Zombie HOLOCAUST (1980)
aka Dr. Butcher, M.D.
Directed by Marino Girolami
Shriek Show DVD
THE FILM
The movie is a rip-off of Zombie with a touch of the Romero walking dead. The promotion in the U.S. changed the title from good to genius and added lots of sleaze to their advertising campaign. The film itself is gory and a bit sleazy but the whole sloppy shebang is as comfortable as the pair of shoes Mr. Rogers always put on when he entered his home. Yes, eyes are mashed out and heads are demolished but I feel tingly...The good tingly, the morning-of-a-day-with-presents tingly.
Teen Dan has a Nut Punch for that jackball. This is Dr. Butcher, M.D. (He doesn't care what you call it.) This is a rough, gory film that is made for showing to People Who Know No Better to get them sick to their stomachs. Sit down with this film and a big, sloppy extra-cheese pizza from Pontillo's and overeat and dare yourself (& your friends) to get sick.
I understand Teen Dan and his young man's thoughts. But, that's not really a review. Sorry. Zombie Holocaust is a thoroughly average, Italian gore-fest from the early 80s that combines Zombiees & Cannibals. The film has no pace to speak of; it goes from scene to scene with no build to it. But, there is a bunch of gore, the music is cool and, especially during the first viewing, it keeps you off kilter. Some style would have been great but this is simply an entertaining Zombiee/Cannibal film.
That's a capsule review, Teen Dan. I even used a semicolon.
Teen Dan says that if he could get his hands on "Reviewer Dan", he'd slap him "downstairs". It's all about the gore. That's why you watch it! If you can find a cute girl who'll watch it with you, even better. No Pace! Not the best! Semicolon! (Teen Dan doesn't even think you used that right.) You're an A-hole of the First Order!
Ladies & Gentlemen! Teen Dan! Isn't he a sonofabitch? There's nothing exceptional about this film but it is worth watching. Please, Teen Dan, understand me. This has everything you could want out of an Italian horror from this time period, except style. It is bread & butter exploitation and when you're in the right mood you can eat it up all night long.
Teen Dan sighs because "Reviewer Dan" should eat a frog.
Look, this review goes on and on just like this…Zombie Holocaust is like Patrick Still Lives. It is what it is and no more. It spends time in NYC with cannibal shenanigans and then it goes to sweaty jungles for cannibals and Zombiees. The description of what's in the package is better than the actual content. But, there's enough in there for Fun.

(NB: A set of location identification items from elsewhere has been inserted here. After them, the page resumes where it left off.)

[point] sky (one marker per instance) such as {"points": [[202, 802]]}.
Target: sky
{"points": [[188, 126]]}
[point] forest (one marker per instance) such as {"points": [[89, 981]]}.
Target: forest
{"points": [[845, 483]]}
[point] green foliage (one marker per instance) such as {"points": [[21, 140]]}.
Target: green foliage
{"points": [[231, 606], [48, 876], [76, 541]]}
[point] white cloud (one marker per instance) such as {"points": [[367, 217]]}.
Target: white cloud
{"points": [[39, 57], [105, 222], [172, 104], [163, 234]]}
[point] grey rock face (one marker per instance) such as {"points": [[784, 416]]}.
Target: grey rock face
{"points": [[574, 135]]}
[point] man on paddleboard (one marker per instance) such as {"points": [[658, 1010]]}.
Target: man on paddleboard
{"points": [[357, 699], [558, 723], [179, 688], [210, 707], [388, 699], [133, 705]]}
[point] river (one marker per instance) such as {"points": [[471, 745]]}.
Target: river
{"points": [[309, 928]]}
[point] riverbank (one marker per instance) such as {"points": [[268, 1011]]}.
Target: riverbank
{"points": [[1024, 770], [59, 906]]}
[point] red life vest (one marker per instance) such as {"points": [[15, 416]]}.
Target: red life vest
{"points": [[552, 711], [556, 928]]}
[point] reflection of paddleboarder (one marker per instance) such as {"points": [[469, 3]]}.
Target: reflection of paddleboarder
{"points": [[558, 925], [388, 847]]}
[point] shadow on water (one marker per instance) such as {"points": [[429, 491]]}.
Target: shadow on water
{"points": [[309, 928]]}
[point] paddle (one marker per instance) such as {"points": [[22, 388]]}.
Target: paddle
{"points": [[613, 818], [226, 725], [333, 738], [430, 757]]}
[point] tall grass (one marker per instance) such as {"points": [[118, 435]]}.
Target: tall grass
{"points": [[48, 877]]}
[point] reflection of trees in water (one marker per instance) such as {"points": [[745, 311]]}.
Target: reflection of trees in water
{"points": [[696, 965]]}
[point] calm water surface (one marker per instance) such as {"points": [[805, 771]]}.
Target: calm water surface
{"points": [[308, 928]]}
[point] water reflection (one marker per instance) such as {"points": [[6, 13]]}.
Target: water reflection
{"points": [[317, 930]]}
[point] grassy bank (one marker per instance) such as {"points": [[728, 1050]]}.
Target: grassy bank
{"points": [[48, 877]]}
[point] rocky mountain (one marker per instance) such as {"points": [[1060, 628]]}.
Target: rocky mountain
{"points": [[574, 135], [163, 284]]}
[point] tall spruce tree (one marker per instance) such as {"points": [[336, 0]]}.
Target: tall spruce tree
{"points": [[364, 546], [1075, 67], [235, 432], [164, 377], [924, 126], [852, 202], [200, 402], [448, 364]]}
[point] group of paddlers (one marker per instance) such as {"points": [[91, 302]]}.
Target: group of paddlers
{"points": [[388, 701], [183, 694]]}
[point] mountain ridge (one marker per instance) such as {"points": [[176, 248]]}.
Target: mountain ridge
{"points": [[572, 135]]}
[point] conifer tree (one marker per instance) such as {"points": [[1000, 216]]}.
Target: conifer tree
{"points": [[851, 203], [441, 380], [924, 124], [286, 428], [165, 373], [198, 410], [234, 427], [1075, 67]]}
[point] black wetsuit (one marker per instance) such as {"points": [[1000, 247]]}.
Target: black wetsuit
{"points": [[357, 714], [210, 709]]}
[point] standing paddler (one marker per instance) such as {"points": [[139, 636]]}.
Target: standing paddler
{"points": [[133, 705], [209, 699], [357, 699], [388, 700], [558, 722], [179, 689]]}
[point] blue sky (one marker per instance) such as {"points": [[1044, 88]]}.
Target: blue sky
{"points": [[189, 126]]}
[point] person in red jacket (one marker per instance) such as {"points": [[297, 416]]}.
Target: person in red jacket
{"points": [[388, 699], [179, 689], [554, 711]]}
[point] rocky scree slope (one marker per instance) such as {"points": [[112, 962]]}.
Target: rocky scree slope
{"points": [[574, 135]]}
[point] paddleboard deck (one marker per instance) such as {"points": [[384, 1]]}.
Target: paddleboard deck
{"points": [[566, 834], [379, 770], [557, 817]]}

Teen Dan made a list of "Jerks I Know". Guess who is #1?
AUDIO AND VIDEO
The English dub welcomes my friends back into the living room. You know my friends. The English Dub Pals of Funtime Cinema. The picture looks fine. A touch of grime still seems to linger, which is OK by me.
EXTRAS
A bunch of stuff. Apart from the cool scenes from Tales That Will Tear Your Heart Out, nothing really grabbed me. (Well, except that German trailer. Every German trailer from this period seems apocalyptic.) It is nice, though, to have so much cluster and clutter around this movie.
FINAL THOUGHTS
"If you spend all day farting into a bag, at the end of the day all you're going to have is a bag full of farts." -- Larry Gold
Teen Dan loves this movie. He could watch it every day for a month.
"Reviewer Dan" liked the movie. It has some drawbacks but it's worth a viewing, maybe even worth revisiting once a year.
For some reason, that really pisses off Teen Dan.